SQL> create index test_i on test(a,b);

Index created.

SQL> begin
2 for i in 1 .. 100000
3 loop
4 insert into test values(mod(i, 5), i, 100);
5 end loop;
6 commit;
7 end;
8 /

PL/SQL procedure successfully completed.


SQL> exec dbms_stats.gather_table_stats(ownname => 'SAC', tabname => 'test', cascade => true);

PL/SQL procedure successfully completed.

SQL> set autotrace trace exp
SQL> select * from test where b=95267;

Execution Plan
----------------------------------------------------------
0
SELECT STATEMENT Optimizer=ALL_ROWS (Cost=22 Card=1 Bytes=10)


1 0
TABLE ACCESS (BY INDEX ROWID) OF 'TEST' (TABLE) (Cost=22 Card=1 Bytes=10)


2 1
INDEX (SKIP SCAN) OF 'TEST_I' (INDEX) (Cost=21 Card=1)

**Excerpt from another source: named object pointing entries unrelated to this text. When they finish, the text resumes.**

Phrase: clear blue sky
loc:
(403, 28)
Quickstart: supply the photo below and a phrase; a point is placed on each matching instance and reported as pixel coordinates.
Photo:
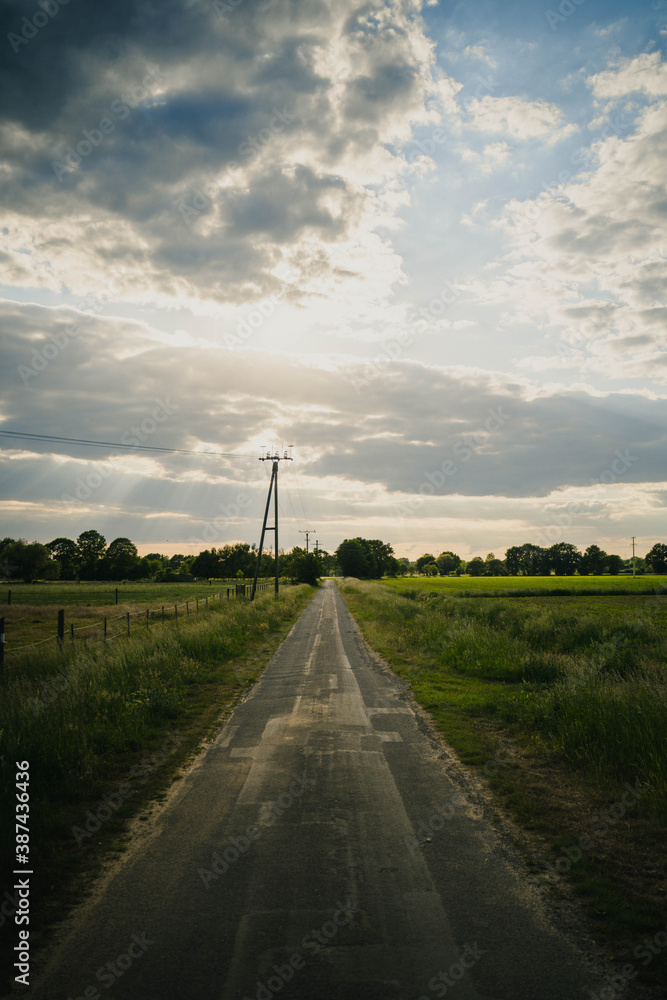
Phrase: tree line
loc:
(90, 558)
(370, 559)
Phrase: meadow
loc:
(32, 615)
(92, 719)
(530, 586)
(571, 691)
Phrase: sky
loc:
(423, 244)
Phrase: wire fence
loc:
(122, 625)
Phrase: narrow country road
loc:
(292, 860)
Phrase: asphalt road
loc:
(321, 848)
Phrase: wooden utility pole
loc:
(274, 458)
(311, 531)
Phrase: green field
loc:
(528, 586)
(92, 717)
(572, 692)
(91, 594)
(32, 616)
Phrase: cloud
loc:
(187, 172)
(646, 74)
(518, 119)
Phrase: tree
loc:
(303, 567)
(564, 558)
(657, 558)
(534, 560)
(29, 561)
(67, 554)
(207, 564)
(122, 560)
(380, 555)
(448, 562)
(476, 567)
(593, 561)
(352, 558)
(155, 556)
(424, 560)
(90, 546)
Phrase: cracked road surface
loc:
(321, 848)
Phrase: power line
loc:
(115, 444)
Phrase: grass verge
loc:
(577, 705)
(105, 730)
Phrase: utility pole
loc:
(274, 458)
(311, 531)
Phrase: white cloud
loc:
(518, 119)
(646, 73)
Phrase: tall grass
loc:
(592, 692)
(74, 715)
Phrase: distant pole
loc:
(311, 531)
(275, 519)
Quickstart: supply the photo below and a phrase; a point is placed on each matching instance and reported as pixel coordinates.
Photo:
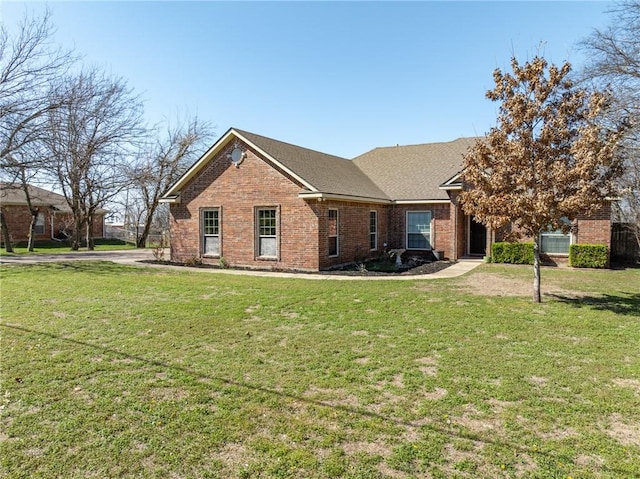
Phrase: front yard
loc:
(117, 371)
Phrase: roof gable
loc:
(317, 172)
(13, 194)
(399, 173)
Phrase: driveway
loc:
(127, 256)
(134, 256)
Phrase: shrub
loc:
(514, 253)
(588, 255)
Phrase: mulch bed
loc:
(426, 268)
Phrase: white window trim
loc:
(374, 233)
(256, 215)
(571, 241)
(337, 235)
(203, 235)
(406, 232)
(41, 224)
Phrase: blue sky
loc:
(339, 77)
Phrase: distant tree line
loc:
(84, 132)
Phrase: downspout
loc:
(52, 225)
(455, 228)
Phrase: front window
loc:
(211, 232)
(555, 241)
(332, 233)
(267, 228)
(418, 230)
(373, 230)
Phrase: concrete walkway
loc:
(135, 256)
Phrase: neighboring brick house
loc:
(263, 203)
(54, 214)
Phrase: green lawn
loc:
(114, 371)
(54, 247)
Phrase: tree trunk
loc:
(6, 238)
(90, 242)
(77, 232)
(536, 271)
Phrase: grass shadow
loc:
(624, 303)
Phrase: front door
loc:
(477, 238)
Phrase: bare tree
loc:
(29, 64)
(161, 164)
(89, 139)
(548, 159)
(614, 63)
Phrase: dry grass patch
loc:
(623, 430)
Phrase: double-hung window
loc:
(211, 232)
(373, 230)
(555, 241)
(419, 230)
(39, 227)
(332, 231)
(267, 233)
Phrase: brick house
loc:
(262, 203)
(54, 214)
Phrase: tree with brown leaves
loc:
(549, 158)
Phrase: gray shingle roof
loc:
(11, 194)
(414, 172)
(410, 173)
(327, 173)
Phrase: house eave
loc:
(218, 146)
(173, 199)
(421, 202)
(321, 196)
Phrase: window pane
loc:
(39, 224)
(332, 222)
(212, 245)
(268, 247)
(554, 243)
(373, 230)
(210, 222)
(419, 222)
(333, 246)
(267, 222)
(418, 241)
(419, 230)
(332, 232)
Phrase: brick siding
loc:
(237, 192)
(18, 219)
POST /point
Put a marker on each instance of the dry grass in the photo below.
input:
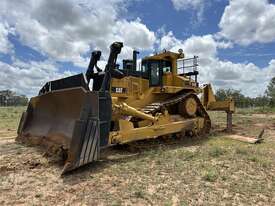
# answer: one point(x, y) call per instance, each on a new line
point(215, 171)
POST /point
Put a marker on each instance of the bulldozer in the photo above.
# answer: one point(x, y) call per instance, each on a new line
point(80, 115)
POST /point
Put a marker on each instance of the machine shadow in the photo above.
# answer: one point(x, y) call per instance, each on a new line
point(127, 153)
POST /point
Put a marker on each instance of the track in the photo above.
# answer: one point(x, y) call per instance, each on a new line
point(155, 107)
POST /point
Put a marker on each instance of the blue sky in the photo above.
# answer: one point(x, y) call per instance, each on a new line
point(42, 40)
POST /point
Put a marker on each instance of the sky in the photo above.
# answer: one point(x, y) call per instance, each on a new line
point(42, 40)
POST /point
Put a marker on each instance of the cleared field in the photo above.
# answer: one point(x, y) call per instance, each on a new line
point(213, 171)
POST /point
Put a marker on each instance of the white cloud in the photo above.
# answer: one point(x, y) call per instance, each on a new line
point(5, 45)
point(196, 5)
point(247, 77)
point(248, 21)
point(66, 30)
point(28, 78)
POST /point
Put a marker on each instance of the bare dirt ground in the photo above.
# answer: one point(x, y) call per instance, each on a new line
point(214, 171)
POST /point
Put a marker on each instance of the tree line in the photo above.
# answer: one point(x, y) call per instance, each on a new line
point(10, 98)
point(242, 101)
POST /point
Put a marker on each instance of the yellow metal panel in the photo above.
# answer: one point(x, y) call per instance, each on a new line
point(151, 131)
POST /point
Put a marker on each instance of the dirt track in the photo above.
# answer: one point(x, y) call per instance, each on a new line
point(180, 172)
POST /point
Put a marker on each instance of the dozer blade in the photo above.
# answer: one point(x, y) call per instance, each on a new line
point(74, 121)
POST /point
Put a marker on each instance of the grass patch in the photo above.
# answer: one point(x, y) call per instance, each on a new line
point(216, 151)
point(210, 175)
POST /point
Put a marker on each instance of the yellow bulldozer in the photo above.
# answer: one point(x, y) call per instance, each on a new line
point(80, 115)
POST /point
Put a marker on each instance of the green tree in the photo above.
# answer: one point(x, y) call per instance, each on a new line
point(270, 92)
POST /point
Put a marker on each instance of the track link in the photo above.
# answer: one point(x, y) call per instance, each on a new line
point(156, 107)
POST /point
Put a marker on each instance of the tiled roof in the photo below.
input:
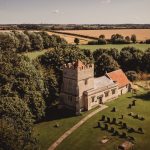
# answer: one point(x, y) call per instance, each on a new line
point(119, 77)
point(79, 64)
point(102, 82)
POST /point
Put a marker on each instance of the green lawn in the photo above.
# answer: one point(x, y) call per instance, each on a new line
point(143, 47)
point(46, 133)
point(87, 137)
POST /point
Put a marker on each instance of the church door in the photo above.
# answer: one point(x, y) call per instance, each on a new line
point(100, 98)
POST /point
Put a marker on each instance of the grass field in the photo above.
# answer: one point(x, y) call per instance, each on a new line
point(142, 34)
point(88, 136)
point(142, 47)
point(46, 133)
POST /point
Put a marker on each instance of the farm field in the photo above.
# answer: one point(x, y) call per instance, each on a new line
point(142, 47)
point(142, 34)
point(35, 54)
point(70, 39)
point(89, 136)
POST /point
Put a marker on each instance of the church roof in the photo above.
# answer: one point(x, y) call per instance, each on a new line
point(119, 77)
point(102, 82)
point(79, 64)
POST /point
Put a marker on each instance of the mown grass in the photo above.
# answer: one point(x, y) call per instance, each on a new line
point(88, 137)
point(46, 132)
point(142, 47)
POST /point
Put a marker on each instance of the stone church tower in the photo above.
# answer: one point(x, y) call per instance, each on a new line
point(77, 78)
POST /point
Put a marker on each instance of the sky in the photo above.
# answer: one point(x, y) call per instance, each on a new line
point(74, 11)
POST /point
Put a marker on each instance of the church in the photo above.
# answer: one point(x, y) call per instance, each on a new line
point(82, 91)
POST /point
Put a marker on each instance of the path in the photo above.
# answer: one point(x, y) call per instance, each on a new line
point(67, 133)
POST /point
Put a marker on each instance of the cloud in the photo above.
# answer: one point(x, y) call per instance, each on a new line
point(56, 11)
point(105, 1)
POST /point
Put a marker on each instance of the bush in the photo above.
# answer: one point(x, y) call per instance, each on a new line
point(93, 43)
point(102, 41)
point(147, 41)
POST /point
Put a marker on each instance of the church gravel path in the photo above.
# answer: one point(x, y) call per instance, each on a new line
point(71, 130)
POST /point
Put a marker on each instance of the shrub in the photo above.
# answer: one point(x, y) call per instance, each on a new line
point(93, 43)
point(124, 125)
point(140, 130)
point(147, 41)
point(102, 41)
point(131, 130)
point(103, 118)
point(106, 126)
point(114, 121)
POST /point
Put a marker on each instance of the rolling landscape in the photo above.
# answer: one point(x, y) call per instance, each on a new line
point(74, 76)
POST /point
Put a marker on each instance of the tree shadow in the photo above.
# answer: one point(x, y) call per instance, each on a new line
point(53, 113)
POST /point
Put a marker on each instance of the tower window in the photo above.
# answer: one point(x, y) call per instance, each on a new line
point(113, 91)
point(86, 81)
point(93, 98)
point(106, 94)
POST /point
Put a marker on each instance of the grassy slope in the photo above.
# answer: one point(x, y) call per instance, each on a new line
point(46, 133)
point(143, 47)
point(87, 137)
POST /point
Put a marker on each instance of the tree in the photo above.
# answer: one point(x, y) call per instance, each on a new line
point(8, 41)
point(146, 61)
point(131, 59)
point(102, 41)
point(24, 41)
point(88, 54)
point(77, 41)
point(147, 41)
point(105, 63)
point(102, 36)
point(46, 39)
point(59, 56)
point(20, 78)
point(16, 124)
point(127, 38)
point(36, 40)
point(133, 38)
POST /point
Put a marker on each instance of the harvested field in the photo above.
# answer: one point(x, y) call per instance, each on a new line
point(70, 39)
point(142, 34)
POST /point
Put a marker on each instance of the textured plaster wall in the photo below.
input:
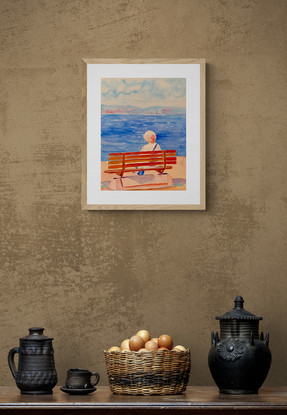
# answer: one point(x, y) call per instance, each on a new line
point(94, 278)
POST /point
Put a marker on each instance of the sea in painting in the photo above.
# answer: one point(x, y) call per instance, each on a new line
point(130, 108)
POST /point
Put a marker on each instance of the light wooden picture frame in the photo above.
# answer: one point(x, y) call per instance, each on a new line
point(143, 134)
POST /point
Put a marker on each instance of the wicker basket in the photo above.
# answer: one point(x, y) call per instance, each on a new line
point(148, 373)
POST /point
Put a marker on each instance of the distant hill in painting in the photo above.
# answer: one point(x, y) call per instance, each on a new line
point(125, 109)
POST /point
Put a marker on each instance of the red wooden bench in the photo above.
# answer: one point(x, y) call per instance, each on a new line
point(121, 163)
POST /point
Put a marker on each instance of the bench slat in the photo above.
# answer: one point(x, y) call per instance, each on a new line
point(121, 163)
point(169, 160)
point(118, 171)
point(144, 152)
point(127, 165)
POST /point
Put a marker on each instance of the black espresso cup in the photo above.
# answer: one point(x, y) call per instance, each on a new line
point(81, 379)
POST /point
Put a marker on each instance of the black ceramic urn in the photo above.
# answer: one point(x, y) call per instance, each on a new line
point(239, 361)
point(36, 374)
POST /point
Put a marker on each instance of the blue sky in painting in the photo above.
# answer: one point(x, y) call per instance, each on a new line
point(144, 92)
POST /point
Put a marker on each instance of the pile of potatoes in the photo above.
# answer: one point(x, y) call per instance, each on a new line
point(142, 342)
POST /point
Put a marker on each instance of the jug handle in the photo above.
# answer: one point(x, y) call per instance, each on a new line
point(11, 361)
point(97, 378)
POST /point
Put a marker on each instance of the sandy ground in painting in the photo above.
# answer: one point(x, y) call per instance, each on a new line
point(178, 174)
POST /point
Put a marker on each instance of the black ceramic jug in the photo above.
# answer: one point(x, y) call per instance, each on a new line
point(36, 374)
point(239, 361)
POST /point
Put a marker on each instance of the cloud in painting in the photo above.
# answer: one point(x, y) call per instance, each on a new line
point(144, 92)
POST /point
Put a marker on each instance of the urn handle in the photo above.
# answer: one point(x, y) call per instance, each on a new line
point(11, 361)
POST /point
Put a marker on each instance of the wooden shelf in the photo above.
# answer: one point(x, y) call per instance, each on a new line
point(196, 400)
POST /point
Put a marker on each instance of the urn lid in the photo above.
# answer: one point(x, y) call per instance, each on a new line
point(36, 334)
point(238, 313)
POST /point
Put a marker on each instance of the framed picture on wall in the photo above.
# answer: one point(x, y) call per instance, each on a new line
point(144, 134)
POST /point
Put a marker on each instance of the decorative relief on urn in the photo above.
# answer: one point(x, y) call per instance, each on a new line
point(239, 360)
point(231, 349)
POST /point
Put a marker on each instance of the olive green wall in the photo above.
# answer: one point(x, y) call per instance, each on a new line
point(94, 278)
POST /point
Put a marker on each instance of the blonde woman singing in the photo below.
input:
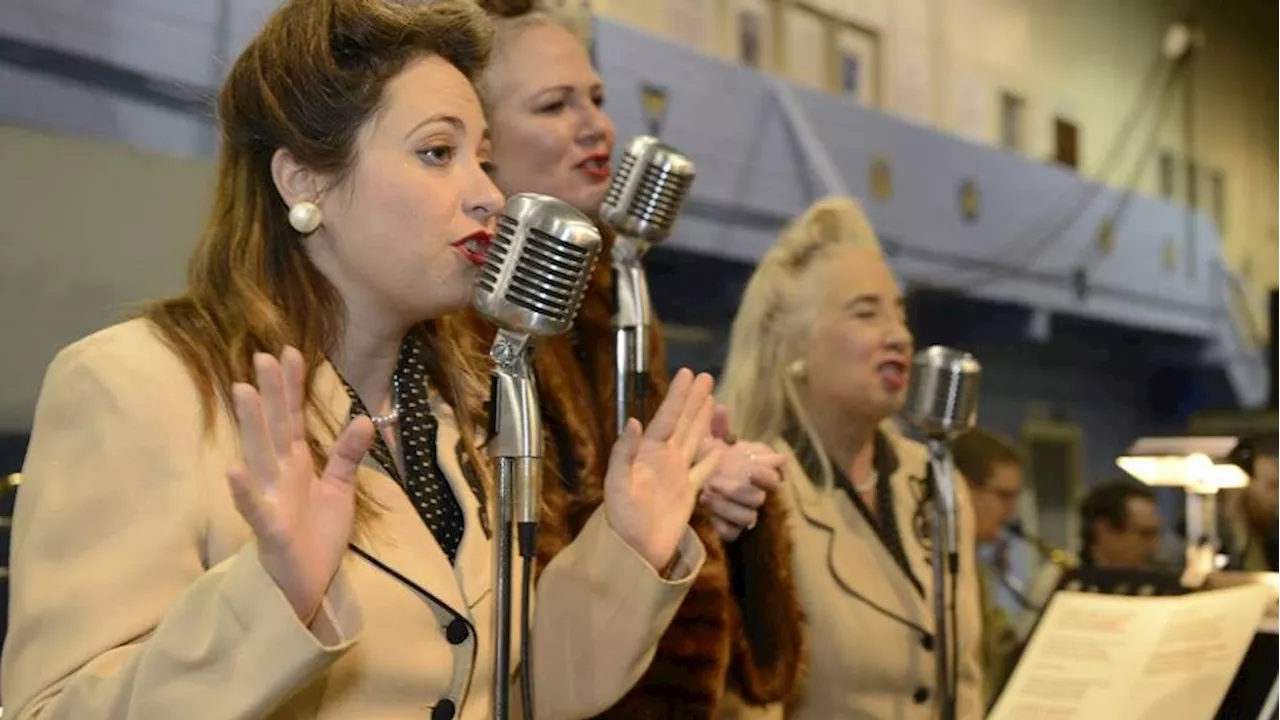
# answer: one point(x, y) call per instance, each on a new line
point(818, 364)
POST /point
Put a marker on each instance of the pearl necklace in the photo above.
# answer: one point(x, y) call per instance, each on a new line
point(383, 420)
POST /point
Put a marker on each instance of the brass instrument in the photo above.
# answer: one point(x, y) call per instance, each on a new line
point(1055, 555)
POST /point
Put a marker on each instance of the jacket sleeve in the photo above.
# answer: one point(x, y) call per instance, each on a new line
point(600, 613)
point(114, 611)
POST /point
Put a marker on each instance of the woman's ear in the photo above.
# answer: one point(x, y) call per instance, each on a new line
point(293, 181)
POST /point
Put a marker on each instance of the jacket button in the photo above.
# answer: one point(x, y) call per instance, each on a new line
point(457, 632)
point(443, 710)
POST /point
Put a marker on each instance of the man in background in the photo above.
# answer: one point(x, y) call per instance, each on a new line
point(1119, 531)
point(1120, 527)
point(1252, 514)
point(992, 466)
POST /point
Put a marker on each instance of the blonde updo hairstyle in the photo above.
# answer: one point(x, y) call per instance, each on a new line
point(763, 369)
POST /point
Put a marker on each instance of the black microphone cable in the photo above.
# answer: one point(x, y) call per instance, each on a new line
point(526, 540)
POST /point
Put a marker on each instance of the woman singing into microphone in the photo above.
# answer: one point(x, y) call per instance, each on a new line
point(818, 363)
point(252, 501)
point(740, 624)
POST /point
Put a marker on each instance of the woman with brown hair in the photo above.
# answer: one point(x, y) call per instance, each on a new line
point(739, 629)
point(351, 215)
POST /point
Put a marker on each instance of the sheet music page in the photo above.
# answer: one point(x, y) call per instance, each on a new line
point(1098, 656)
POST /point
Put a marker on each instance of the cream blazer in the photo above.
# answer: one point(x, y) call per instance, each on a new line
point(137, 592)
point(864, 665)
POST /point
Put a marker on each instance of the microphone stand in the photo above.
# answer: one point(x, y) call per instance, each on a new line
point(632, 314)
point(516, 446)
point(946, 564)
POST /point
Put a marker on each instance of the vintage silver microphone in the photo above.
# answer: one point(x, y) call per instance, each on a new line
point(531, 286)
point(641, 205)
point(942, 402)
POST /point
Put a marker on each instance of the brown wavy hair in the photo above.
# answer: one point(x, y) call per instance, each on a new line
point(739, 627)
point(310, 80)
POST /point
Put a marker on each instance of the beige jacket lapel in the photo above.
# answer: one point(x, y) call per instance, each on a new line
point(908, 483)
point(853, 547)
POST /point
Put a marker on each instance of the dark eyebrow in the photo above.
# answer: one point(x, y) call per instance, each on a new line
point(874, 300)
point(863, 300)
point(440, 118)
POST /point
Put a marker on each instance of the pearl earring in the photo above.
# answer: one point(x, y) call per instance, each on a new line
point(305, 217)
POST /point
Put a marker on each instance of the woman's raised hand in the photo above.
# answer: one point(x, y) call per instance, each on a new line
point(302, 520)
point(656, 473)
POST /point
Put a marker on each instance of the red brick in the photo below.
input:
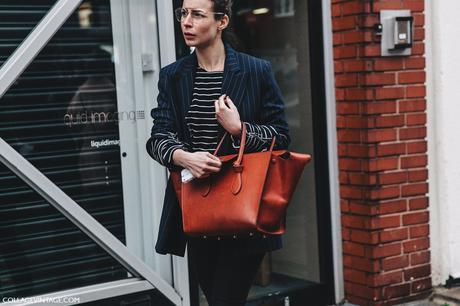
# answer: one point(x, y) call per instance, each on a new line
point(412, 106)
point(396, 291)
point(388, 64)
point(349, 135)
point(420, 258)
point(355, 276)
point(393, 263)
point(359, 94)
point(381, 193)
point(356, 37)
point(336, 10)
point(414, 161)
point(416, 245)
point(393, 235)
point(415, 91)
point(392, 178)
point(389, 121)
point(414, 189)
point(347, 108)
point(412, 133)
point(344, 23)
point(415, 218)
point(346, 80)
point(360, 263)
point(379, 79)
point(411, 77)
point(418, 49)
point(380, 135)
point(352, 8)
point(419, 34)
point(383, 251)
point(370, 51)
point(421, 285)
point(358, 222)
point(419, 231)
point(354, 65)
point(350, 164)
point(419, 20)
point(418, 175)
point(416, 119)
point(362, 209)
point(380, 107)
point(365, 237)
point(391, 149)
point(345, 52)
point(418, 203)
point(417, 272)
point(339, 94)
point(355, 249)
point(386, 222)
point(414, 63)
point(352, 192)
point(389, 93)
point(381, 164)
point(392, 207)
point(417, 147)
point(385, 279)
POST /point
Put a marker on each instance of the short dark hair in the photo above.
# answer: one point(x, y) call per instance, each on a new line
point(225, 6)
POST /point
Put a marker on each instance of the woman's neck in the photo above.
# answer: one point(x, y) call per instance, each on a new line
point(212, 57)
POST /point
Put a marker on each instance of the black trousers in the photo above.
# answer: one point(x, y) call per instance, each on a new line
point(225, 278)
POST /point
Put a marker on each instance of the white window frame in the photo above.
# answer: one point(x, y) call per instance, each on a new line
point(147, 278)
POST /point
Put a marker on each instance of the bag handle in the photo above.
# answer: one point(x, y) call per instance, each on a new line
point(238, 164)
point(239, 160)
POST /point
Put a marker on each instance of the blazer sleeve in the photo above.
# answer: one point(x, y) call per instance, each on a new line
point(164, 137)
point(272, 120)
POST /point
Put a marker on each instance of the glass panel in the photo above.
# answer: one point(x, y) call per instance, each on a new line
point(42, 251)
point(61, 113)
point(17, 20)
point(278, 31)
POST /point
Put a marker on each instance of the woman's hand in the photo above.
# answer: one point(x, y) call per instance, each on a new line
point(200, 164)
point(227, 115)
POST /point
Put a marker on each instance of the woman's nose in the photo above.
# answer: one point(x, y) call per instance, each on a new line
point(187, 20)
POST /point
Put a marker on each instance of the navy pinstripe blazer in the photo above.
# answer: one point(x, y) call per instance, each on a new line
point(250, 83)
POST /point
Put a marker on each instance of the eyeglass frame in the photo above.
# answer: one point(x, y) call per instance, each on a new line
point(180, 18)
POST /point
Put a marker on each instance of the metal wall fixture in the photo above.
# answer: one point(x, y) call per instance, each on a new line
point(396, 28)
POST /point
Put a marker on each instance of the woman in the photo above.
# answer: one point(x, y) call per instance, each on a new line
point(212, 91)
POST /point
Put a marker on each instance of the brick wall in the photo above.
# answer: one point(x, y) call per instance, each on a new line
point(381, 122)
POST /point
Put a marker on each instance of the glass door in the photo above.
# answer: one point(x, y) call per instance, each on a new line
point(285, 32)
point(77, 113)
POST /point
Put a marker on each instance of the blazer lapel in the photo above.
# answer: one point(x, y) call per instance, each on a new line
point(234, 79)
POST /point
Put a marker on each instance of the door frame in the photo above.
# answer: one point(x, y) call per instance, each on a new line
point(145, 277)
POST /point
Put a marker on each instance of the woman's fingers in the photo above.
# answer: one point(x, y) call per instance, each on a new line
point(230, 103)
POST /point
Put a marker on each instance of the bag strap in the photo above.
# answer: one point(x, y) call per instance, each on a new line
point(239, 160)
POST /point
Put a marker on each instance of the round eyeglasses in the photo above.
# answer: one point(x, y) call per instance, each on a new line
point(197, 15)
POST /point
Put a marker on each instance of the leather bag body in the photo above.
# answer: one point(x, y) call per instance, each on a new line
point(249, 194)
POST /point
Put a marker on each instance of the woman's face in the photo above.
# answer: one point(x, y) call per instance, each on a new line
point(199, 26)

I above example, “select * from test where b=95267” was broken down to several small range scan queries. It was effectively equivalent to following

Select * from test where a=0 and b=95267
Union
Select * from test where a=1 and b=95267
Union
Select * from test where a=2 and b=95267
Union
Select * from test where a=3 and b=95267
Union
Select * from test where a=4 and b=95267;

In concrete, saying that skip scan is not as efficient as normal “single range scan” is correct. But yet saves some disk space and overhead of maintaining another index.